Big Island, hunting for the lava part 1

Oñemoherakuãva: 16.11.2017

After just a one-hour flight from Honolulu, we arrive at the small and cozy airport in Kona on Big Island.

Big Island is the youngest and largest of the Hawaiian Islands and continues to grow steadily due to the active volcanoes.

Our cozy house in Kailua-Kona has a fantastic ocean view. Here we can enjoy ourselves for the next 11 days.

The next day, we head to Hiio. From here, our big lava experience will start early in the morning of the following day.

Kilauea is one of the most active volcanoes in the world. It is connected to a so-called hotspot among the Hawaiian Islands. Lava flows from Kilauea into the ocean in a spectacular way, cooling down and creating new land.

We want to enjoy this spectacle and start happily and excitedly on our way to Hilo.

Halfway there, my phone rings. I have a bad feeling about it. The lady from the agency where we booked the lava boat tour informs us that on this day, the lava is no longer flowing into the ocean, and unfortunately, the lava is not expected to flow again the next day either.

Oh no, what bad luck. We are all quite disappointed but decide to continue driving to Hio since an island tour is awaiting us the next morning.

We arrive at our hotel for one night, the Hilo Bay Reeds Hotel. The hotel has clearly seen better days, but the rooms are clean and provide us with a good place to stay for one night.

The next day, we can 'unfortunately' sleep in since the lava doesn't flow.

After waking up, we want to explore Hilo a bit, but the rain sets in and ruins our plans. So we drive to Kenn's House of Pancakes to have breakfast and wait for our guide.

Kenn's House of Pancakes offers a great selection of dishes from breakfast to dinner. The portions are huge, and the atmosphere is cozy. A typical American diner with unlimited coffee.

The rain takes a short break as we set off on the island tour with Robert, our guide. A lava hike is on the program, as well as a tour of the Hilo side.

However, I have the impression that Robert is not really in the mood for this hike today. Okay, let's wait and see, and off we go.

We stop at the statue of Kamehameha I, who lived on Big Island and also died here, make a stop at Rainbow Falls, and then continue to the beautiful Botanical Garden in Onomea Bay. Beautiful plants, a dreamy location on the Pacific, an oasis of tranquility. We immerse ourselves in a sea of colors and scents, and then... the sky opens up and we have to flee to the car.

Even at the impressive Akaka Falls, we can hardly see anything because of the dense drizzle.

At Black Sands Beach, the sky finally clears up, and we enjoy the scenery. High waves breaking on the lava rock, turtles resting in the sun, and a delicious lunch with local fruits create the perfect vacation feeling.

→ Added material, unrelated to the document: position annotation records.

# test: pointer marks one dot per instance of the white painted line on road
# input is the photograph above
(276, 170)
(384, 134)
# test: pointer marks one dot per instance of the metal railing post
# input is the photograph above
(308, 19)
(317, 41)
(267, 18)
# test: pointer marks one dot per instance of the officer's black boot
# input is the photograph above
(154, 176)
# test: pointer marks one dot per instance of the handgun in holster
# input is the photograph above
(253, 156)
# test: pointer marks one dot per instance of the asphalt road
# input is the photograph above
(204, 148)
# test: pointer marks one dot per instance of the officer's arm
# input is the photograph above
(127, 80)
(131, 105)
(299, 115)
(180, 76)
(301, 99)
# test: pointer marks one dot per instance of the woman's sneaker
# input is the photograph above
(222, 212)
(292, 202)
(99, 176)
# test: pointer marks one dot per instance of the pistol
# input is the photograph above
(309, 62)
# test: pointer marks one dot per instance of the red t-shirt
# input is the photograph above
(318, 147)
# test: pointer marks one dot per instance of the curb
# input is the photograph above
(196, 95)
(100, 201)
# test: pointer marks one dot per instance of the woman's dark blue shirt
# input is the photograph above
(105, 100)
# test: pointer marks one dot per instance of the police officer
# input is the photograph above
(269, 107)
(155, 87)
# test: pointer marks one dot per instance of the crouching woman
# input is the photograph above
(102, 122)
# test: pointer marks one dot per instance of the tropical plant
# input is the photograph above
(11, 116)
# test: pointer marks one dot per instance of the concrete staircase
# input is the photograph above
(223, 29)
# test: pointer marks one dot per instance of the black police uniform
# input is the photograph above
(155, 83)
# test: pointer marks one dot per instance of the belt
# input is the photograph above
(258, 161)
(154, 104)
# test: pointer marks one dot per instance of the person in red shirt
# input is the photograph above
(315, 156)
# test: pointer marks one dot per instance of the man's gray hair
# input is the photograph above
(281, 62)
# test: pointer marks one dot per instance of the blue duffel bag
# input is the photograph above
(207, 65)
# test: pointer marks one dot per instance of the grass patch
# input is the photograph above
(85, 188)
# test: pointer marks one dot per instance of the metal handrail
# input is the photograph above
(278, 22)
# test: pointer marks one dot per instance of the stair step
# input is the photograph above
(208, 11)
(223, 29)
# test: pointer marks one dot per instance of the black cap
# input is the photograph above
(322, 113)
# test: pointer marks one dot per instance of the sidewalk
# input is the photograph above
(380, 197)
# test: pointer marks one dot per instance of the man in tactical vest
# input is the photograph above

During lunch, Robert expresses his concerns about the lava hike, which I had feared, and suggests maybe just going to Volcanoes National Park to see the glowing gases in one of Kilauea's craters.

Well, better than nothing, I think. If there is no lava, at least there are glowing gases. The rest of the group agrees, Robert seems relieved, and we set off to Volcanoes National Park, of course in pouring rain.

I dedicate another chapter in my blog to the park.

After sunset, we enjoy the spectacular show that the crater offers us. The glowing gases make the crater red and give the surroundings an incomparable atmosphere. Everyone is mesmerized by this natural spectacle. I have never seen such an overwhelming sight before.

Satisfied, we start our journey back, but we can't forget about the lava. We want to make another attempt with the lava boat. Hopefully, attempt number two will be successful... Lava, here we come.